Retail sales in the UK surged in July, shrugging off any economic uncertainty in the immediate aftermath of the UK’s vote to leave the European Union, according to data released by the Office for National Statistics on Thursday.
The ONS’ data shows that retail sales jumped 5.9% on a year-on-year basis, up from 4.3% in June, and well above the 4.2% growth that had been forecast by economists.
On a monthly basis, sales grew 1.4% compared to a 0.9% fall in June, and against a forecast of 0.2% growth.
Retail sales excluding fuel — a highly volatile component — also grew more than expected, jumping 5.4% y-o-y and 1.5% m-o-m. This compared with expectations of 3.9% and 0.4% growth.
Here’s the ONS’ chart:
While retail sales grew strongly in the month, it should be noted that consumer spending is always a volatile measure of activity, and can oscillate wildly from month-to-month, meaning that July’s data may not yet reflect any impact on shoppers by the Brexit vote.

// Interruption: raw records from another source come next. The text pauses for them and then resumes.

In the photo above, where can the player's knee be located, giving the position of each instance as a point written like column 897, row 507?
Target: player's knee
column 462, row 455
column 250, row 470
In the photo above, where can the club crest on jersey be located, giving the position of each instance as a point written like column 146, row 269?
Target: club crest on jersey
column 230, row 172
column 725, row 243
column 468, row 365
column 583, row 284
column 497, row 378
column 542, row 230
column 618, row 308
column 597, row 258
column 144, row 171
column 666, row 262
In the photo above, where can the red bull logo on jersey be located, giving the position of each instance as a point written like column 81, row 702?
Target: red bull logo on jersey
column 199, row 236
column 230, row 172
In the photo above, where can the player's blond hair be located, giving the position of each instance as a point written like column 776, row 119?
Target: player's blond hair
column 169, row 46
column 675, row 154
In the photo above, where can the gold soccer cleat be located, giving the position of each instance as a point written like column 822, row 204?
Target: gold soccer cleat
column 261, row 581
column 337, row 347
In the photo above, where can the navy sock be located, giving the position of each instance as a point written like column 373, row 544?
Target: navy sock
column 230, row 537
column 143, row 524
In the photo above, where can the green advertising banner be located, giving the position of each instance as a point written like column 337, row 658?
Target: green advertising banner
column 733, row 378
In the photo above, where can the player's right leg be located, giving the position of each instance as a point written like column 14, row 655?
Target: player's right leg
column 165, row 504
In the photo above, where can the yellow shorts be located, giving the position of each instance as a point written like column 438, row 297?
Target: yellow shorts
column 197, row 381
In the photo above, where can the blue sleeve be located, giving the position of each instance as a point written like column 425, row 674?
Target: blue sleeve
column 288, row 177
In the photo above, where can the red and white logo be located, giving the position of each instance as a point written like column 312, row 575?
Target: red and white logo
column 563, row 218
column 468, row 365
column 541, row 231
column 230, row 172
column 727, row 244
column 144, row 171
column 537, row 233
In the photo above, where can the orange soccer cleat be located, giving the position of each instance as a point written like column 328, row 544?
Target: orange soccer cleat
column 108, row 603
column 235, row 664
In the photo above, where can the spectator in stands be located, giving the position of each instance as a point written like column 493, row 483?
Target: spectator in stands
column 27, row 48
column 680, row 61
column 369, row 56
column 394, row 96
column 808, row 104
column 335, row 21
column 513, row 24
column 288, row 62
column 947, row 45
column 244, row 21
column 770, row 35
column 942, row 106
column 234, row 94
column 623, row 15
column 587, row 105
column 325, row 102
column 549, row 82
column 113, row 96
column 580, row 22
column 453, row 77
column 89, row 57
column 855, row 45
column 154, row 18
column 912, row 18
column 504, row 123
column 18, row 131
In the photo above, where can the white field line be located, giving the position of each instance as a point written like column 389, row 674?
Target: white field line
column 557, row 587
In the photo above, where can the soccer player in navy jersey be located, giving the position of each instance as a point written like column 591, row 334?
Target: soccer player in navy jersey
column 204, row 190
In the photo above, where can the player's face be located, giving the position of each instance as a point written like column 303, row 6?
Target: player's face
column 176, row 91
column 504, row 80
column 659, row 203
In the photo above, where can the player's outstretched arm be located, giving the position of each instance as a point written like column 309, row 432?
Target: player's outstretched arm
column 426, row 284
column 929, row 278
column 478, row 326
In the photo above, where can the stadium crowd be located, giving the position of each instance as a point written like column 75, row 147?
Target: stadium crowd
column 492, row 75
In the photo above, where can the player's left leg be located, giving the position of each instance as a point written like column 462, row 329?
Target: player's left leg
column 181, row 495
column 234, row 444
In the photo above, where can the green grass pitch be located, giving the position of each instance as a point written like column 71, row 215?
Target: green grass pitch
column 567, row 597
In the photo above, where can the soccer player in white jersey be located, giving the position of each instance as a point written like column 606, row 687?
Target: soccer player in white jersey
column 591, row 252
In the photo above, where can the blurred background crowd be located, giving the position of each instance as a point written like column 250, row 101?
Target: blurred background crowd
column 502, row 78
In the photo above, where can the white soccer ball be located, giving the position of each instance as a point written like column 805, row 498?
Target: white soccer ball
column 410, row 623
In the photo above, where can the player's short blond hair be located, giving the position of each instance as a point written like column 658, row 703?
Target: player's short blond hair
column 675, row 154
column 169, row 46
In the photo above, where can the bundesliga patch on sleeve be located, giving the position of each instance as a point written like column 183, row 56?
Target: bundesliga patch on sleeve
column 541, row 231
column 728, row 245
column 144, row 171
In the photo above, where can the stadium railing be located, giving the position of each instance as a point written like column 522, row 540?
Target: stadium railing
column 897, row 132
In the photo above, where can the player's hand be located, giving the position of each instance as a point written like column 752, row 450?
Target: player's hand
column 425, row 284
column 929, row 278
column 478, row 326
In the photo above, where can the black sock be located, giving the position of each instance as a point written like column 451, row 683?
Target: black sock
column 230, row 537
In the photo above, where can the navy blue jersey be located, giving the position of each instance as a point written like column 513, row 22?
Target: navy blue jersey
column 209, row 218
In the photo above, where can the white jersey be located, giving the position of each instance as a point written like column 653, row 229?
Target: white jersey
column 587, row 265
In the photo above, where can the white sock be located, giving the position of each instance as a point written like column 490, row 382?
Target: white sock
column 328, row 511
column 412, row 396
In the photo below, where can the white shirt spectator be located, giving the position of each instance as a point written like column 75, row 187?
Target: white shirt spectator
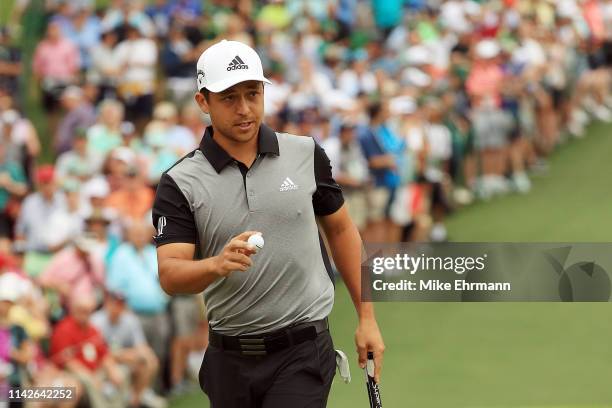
column 138, row 57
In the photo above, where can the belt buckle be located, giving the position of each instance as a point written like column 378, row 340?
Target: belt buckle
column 252, row 347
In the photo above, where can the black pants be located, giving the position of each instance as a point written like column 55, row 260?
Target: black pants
column 298, row 377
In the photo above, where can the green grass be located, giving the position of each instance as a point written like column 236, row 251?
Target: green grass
column 570, row 203
column 502, row 355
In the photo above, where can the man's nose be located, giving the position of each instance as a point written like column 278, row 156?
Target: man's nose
column 242, row 107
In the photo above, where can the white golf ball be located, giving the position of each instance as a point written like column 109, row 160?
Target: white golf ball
column 256, row 240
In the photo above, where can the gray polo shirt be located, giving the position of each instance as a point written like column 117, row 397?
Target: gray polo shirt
column 207, row 198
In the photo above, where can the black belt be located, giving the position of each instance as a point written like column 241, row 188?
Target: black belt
column 266, row 343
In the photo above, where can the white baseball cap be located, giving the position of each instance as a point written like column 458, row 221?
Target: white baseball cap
column 227, row 63
column 487, row 49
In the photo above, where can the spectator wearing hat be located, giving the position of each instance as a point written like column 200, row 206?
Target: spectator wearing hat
column 12, row 186
column 177, row 137
column 98, row 226
column 15, row 350
column 55, row 65
column 83, row 29
column 177, row 58
column 350, row 170
column 381, row 148
column 33, row 223
column 75, row 270
column 80, row 114
column 105, row 134
column 137, row 57
column 10, row 64
column 133, row 270
column 78, row 347
column 105, row 69
column 123, row 333
column 78, row 162
column 133, row 199
column 21, row 138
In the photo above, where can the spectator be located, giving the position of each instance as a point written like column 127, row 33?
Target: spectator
column 137, row 56
column 78, row 346
column 178, row 57
column 380, row 147
column 15, row 350
column 10, row 64
column 141, row 285
column 134, row 198
column 75, row 271
column 350, row 170
column 19, row 134
column 12, row 185
column 83, row 29
column 38, row 208
column 80, row 114
column 105, row 68
column 191, row 118
column 78, row 163
column 55, row 65
column 105, row 135
column 123, row 333
column 177, row 137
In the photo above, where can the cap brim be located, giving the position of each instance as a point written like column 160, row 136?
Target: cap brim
column 221, row 86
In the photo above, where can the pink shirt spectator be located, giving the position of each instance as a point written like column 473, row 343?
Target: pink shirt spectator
column 71, row 274
column 56, row 59
column 485, row 80
column 594, row 17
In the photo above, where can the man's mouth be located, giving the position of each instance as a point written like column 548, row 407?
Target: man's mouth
column 245, row 125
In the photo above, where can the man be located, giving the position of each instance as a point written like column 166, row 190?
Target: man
column 123, row 333
column 12, row 184
column 80, row 114
column 33, row 225
column 77, row 346
column 269, row 341
column 75, row 271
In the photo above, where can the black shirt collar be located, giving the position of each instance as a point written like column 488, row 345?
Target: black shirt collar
column 219, row 158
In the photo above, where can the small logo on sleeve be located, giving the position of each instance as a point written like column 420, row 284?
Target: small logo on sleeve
column 287, row 185
column 237, row 63
column 161, row 224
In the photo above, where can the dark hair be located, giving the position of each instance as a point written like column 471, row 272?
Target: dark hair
column 205, row 92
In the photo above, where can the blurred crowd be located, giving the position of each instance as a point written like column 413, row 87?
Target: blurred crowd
column 421, row 105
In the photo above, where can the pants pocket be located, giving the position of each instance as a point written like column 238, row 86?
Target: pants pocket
column 327, row 357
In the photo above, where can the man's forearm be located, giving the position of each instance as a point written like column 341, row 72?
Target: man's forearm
column 179, row 276
column 346, row 247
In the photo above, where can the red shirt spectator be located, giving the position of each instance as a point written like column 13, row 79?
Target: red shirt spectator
column 56, row 57
column 72, row 341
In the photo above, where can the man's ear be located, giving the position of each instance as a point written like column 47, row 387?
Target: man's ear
column 202, row 102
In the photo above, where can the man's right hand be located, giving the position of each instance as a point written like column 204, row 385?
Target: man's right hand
column 235, row 256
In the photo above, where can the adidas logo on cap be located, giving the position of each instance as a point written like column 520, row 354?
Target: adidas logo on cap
column 237, row 63
column 287, row 185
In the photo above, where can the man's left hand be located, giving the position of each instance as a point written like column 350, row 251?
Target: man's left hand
column 368, row 338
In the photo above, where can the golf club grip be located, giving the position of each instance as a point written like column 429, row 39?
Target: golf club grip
column 373, row 391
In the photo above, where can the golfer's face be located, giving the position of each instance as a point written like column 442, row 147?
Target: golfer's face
column 237, row 112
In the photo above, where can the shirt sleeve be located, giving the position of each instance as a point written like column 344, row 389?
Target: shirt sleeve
column 327, row 199
column 172, row 216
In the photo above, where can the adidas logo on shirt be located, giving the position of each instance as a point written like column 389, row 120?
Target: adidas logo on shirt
column 237, row 63
column 288, row 185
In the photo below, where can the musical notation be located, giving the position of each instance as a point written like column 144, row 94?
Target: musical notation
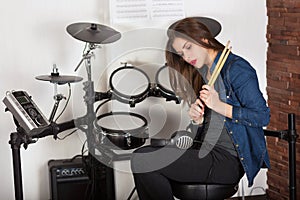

Since the UK’s vote to leave the EU, economic data and sentiment surveys have almost universally showed a slowing of activity in the country. Markit’s PMI surveys for Britain’s construction, services, and manufacturing sectors all point to the UK falling into a mild recession in the next year,although the Bank of England believes that the country will narrowly avoid one.
However, in the past couple of days, data from the ONS has painted something of a different picture, with unemployment falling again and the number of people claiming benefits also dropping.